TACo
is a simple and effective data augmentation technique for the task of Optical Character Recognition (OCR
) or Handwritten Text Recognition (HTR
) (check reference).
And, taco-box
is an implementation of TACo
algorithm. This is currently under the Apache 2.0, Please feel free to use for your project. Enjoy!
First, you need to have python 3
installed in your system.
Next, you can Install taco-box
with pip
or your favorite PyPi package manager.
pip install taco-box
Checkout this jupyter notebook on usage - Notebook
Here is an example:
from tacobox import Taco
# creating Taco object. (Note: parameters are at their default value.)

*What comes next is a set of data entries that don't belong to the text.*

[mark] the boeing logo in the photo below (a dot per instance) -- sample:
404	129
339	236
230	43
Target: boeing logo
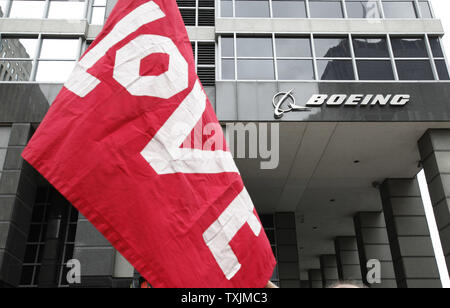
284	102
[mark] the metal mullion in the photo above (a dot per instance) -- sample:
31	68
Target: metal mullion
86	9
344	9
235	55
218	55
46	9
352	53
196	13
7	8
391	54
35	58
308	13
313	53
418	10
270	9
274	51
431	58
90	10
381	8
444	54
430	6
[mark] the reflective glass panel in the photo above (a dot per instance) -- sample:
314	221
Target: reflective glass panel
399	9
228	69
295	70
288	9
363	9
226	8
375	70
293	47
252	8
325	9
66	9
335	70
15	70
409	47
254	47
332	47
414	70
227	47
24	48
59	49
27	9
442	69
436	47
54	71
425	9
370	48
255	70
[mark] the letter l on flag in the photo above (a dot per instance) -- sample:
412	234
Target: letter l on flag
121	142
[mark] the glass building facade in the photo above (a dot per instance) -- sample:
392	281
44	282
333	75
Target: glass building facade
321	206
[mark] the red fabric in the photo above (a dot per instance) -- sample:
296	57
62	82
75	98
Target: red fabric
89	150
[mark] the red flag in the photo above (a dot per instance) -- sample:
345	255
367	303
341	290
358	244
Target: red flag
133	142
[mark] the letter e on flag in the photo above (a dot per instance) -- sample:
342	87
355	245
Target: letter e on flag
119	143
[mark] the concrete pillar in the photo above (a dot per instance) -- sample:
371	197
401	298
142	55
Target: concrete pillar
328	267
287	253
315	279
412	250
17	193
373	244
347	257
434	149
96	256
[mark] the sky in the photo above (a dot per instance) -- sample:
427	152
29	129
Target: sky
441	10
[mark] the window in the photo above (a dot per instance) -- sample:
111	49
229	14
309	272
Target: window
363	9
201	15
56	9
18	56
204	53
372	59
399	9
252	8
48	205
288	57
65	9
411	59
333	58
425	9
98	12
289	9
294	58
325	9
438	58
52	62
255	58
267	222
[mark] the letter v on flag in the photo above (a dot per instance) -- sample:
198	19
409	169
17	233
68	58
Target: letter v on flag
121	143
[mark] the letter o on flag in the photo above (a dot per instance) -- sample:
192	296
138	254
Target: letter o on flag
128	63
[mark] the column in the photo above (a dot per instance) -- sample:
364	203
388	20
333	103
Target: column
434	149
373	244
347	257
328	267
96	256
17	193
287	253
315	279
409	236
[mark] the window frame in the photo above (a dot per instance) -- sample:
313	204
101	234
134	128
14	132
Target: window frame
431	58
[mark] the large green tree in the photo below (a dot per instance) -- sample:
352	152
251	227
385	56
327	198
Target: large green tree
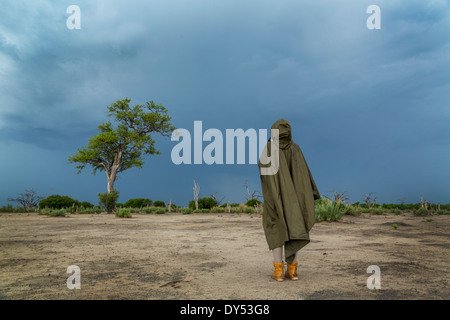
123	145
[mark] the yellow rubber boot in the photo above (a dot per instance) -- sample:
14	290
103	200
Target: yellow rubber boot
278	274
291	271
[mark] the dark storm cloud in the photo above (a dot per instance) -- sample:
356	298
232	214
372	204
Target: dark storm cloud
355	97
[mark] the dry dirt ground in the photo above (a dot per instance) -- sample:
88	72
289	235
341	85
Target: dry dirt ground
219	256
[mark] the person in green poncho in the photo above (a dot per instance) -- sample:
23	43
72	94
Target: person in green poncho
289	192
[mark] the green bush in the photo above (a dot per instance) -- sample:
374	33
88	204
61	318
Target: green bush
420	212
150	209
217	210
232	205
58	202
186	211
138	203
58	213
327	210
123	213
252	202
204	203
377	211
352	210
161	210
86	204
159	203
45	211
108	200
249	210
83	210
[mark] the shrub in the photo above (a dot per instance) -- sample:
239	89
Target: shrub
252	202
86	204
159	203
377	211
90	210
204	203
138	203
186	211
231	205
327	210
57	202
108	200
352	211
45	211
420	212
161	210
58	213
150	209
249	210
123	213
217	210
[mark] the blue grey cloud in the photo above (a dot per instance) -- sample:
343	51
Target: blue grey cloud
368	107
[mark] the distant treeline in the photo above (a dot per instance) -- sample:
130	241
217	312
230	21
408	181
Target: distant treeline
65	202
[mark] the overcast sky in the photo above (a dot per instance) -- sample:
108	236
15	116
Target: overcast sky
369	108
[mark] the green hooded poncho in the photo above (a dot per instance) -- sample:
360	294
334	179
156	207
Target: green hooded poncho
289	195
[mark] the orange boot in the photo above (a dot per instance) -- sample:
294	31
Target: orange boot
278	274
291	271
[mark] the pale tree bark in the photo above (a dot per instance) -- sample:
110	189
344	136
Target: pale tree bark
196	193
111	171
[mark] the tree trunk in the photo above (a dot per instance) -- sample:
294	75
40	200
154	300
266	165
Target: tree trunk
110	186
112	173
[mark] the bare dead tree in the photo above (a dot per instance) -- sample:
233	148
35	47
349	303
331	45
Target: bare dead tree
252	194
27	200
196	193
368	199
338	197
259	206
214	196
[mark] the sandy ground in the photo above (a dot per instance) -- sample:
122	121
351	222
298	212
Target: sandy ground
219	256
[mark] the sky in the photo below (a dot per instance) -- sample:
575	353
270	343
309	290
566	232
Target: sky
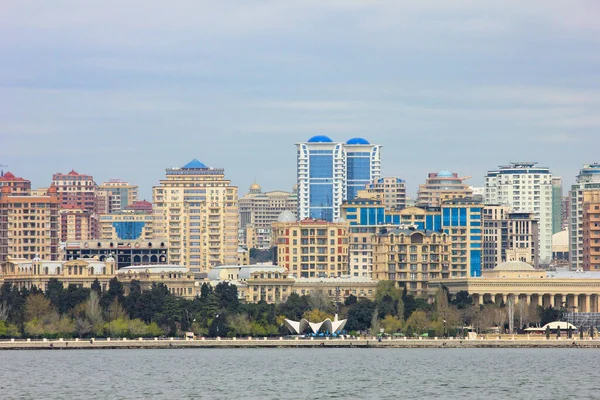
125	89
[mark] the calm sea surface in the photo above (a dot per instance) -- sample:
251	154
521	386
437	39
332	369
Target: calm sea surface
301	374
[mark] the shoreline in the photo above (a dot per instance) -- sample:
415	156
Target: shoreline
172	343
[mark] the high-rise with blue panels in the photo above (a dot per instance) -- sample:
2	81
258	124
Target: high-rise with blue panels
330	172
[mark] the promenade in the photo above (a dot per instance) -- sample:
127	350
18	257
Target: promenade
169	343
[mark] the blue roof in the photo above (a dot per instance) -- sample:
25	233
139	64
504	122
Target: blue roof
445	174
195	164
357	141
320	139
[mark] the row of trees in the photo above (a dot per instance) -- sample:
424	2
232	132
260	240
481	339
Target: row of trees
81	312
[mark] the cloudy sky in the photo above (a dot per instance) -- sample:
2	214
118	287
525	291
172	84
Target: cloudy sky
125	89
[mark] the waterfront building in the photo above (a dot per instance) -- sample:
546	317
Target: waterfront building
312	248
520	282
127	225
259	210
179	280
118	194
77	195
525	187
588	181
556	204
28	224
18	186
391	190
27	273
125	252
508	236
274	284
196	209
442	186
412	258
330	172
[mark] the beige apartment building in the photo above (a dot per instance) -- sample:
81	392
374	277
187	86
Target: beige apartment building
29	225
259	210
412	258
115	195
27	273
591	230
509	236
442	186
312	248
196	209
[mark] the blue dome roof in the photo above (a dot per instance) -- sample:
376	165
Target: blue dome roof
195	164
357	141
320	139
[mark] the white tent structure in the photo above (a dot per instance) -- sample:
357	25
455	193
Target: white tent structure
297	327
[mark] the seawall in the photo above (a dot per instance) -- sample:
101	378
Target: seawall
170	343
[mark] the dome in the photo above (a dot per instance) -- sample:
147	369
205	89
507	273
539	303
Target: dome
286	216
514	266
445	174
357	141
320	139
195	164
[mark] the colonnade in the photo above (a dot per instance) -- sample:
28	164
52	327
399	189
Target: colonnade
571	301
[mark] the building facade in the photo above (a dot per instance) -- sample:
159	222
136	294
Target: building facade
508	236
259	210
125	252
77	195
330	172
525	187
412	258
196	209
591	230
442	186
312	248
28	225
587	181
117	194
391	190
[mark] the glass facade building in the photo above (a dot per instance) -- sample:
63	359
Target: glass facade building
331	172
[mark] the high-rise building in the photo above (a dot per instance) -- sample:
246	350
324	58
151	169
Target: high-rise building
259	210
28	225
196	209
118	194
311	248
18	186
391	190
587	180
77	194
441	186
508	236
591	230
330	172
556	204
412	258
525	187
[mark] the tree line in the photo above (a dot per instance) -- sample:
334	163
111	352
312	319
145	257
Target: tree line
91	312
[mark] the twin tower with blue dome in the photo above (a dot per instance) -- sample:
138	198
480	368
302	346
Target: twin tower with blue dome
331	172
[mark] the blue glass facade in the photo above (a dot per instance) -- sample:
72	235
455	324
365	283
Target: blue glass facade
128	230
321	184
358	172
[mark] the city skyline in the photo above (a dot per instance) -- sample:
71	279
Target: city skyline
462	86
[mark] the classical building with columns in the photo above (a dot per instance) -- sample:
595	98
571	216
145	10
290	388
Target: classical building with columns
519	281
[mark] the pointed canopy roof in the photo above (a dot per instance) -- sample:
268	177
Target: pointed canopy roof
195	164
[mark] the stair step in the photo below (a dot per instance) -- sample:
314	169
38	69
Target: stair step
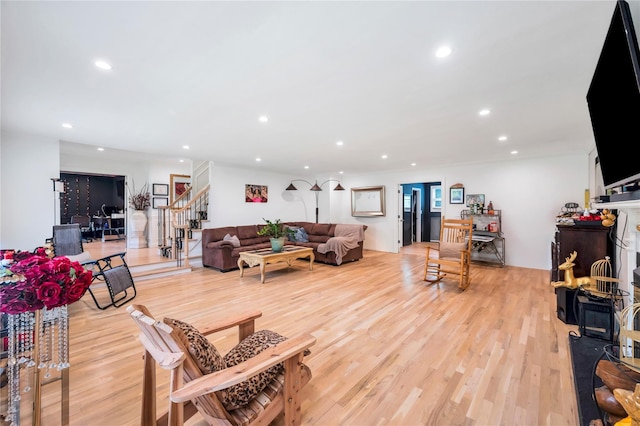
160	272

mytaco = Taco(cp_vertical=0.25,
cp_horizontal=0.25,
max_tw_vertical=100,
min_tw_vertical=20,
max_tw_horizontal=50,
min_tw_horizontal=10
)
# apply random vertical corruption
augmented_img = mytaco.apply_vertical_taco(input_img, corruption_type='random')
mytaco.visualize(augmented_img)
-------Understanding Arguments--------
:cp_vertical: corruption probability of vertical tiles
:cp_horizontal: corruption probability for horizontal tiles
:max_tw_vertical: maximum possible tile width for vertical tiles in pixels
:min_tw_vertical: minimum tile width for vertical tiles in pixels
:max_tw_horizontal: maximum possible tile width for horizontal tiles in pixels
:min_tw_horizontal: minimum tile width for horizontal tiles in pixels
Below picture shows the variations of TACo
augmentation algorithm from current implementation:-
This project is in very early stages of development. If there is an issue or feature request, feel free to open an issue. Additionally, a PR is always welcome.
TACo algorithm is part of a research project on Handwritten Text Recognition. Link to the original paper will be posted soon!!